第2のブルーマウンテンと呼ばれたドミニカコーヒー

 プロの間では昔から、あまたあるコーヒーを大別する際に「南米系」や「中米系」などと生産国が属する大陸や大まかな地域でひとくくりにして呼ぶことがよくあった。コーヒーの個性は大ざっぱにいえば産地の地理的環境と相関するためで、例えば「南米系で一番高級なのはコロンビア」「中米系ならグアテマラが高級だ」といった言い方をしていた。

 その流れで「カリブ海系」と呼ばれるジャンルもまた以前から存在していた。温暖な海に囲まれ、高山も少ないカリブ海の島々の地勢は大陸のそれとは大きく異なり、生育環境の差異はコーヒーの味わいの違いとなって現れる。カリブ海系の特徴はその酸。酸の柔らかい、優しいコーヒーが生まれやすい土壌なのだ。

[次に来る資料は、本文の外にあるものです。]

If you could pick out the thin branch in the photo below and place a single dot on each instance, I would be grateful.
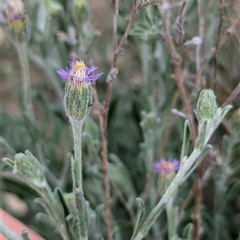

 スペシャルティコーヒーにおける酸の重要性については本連載で幾度となく触れてきたが、その一方で日本のコーヒーシーンでは長らく酸味の少ないコーヒーが好まれてきた(そして現在もなお好まれている)ことも合わせてお伝えしてきた。風味に優れたアラビカ種で考えた場合、酸の優しいコーヒーといえば大国ブラジルがその筆頭であり、そしてカリブ海系コーヒーもかねて重宝されてきた存在なのであった。

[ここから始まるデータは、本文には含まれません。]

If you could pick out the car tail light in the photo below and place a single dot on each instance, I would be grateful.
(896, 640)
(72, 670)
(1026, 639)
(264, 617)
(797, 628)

 カリブ海系コーヒーの代表格といえば、ジャマイカのブルーマウンテン。特定エリアで栽培されたもののみ名乗ることが許されたその誉れ高きコーヒーが日本へ輸入された当時、ジャマイカは英領だった。そこから「英国王室御用達」のキャッチコピーが考案されて人気を博し、ブルーマウンテンは高級コーヒーの代名詞的存在として日本国内で知られるようになった。

 ではドミニカ共和国産のコーヒー(以降「ドミニカコーヒー」と記載)はどうだったのか? 一般的な認知度はブルーマウンテンに遠く及ばないものの、豆の特徴が似通っているドミニカコーヒーは「第2のブルーマウンテン」と呼ばれ、プロの間ではかなり重用されていたのである。

 例えば30年以上前のコーヒー関連書籍を読み返すと、ブルーマウンテンブレンドをつくるにはブルーマウンテンの他にドミニカコーヒーも配合するとよいと書かれている。ブルーマウンテンらしい味にまとまるし、お客様にも「カリブ海系の豆なのでブルマンと同じような味が出るんです」とより説得力のある説明ができるというわけだ。

 そうした事情からドミニカコーヒーは長く一定の需要があり、またブルーマウンテンと同じくかなりの高値で取引される豆でもあった。しかしスペシャルティコーヒーの登場によって、その立ち位置は当事国の知らぬ間にゆっくりと、しかし確実に変わっていくのであった。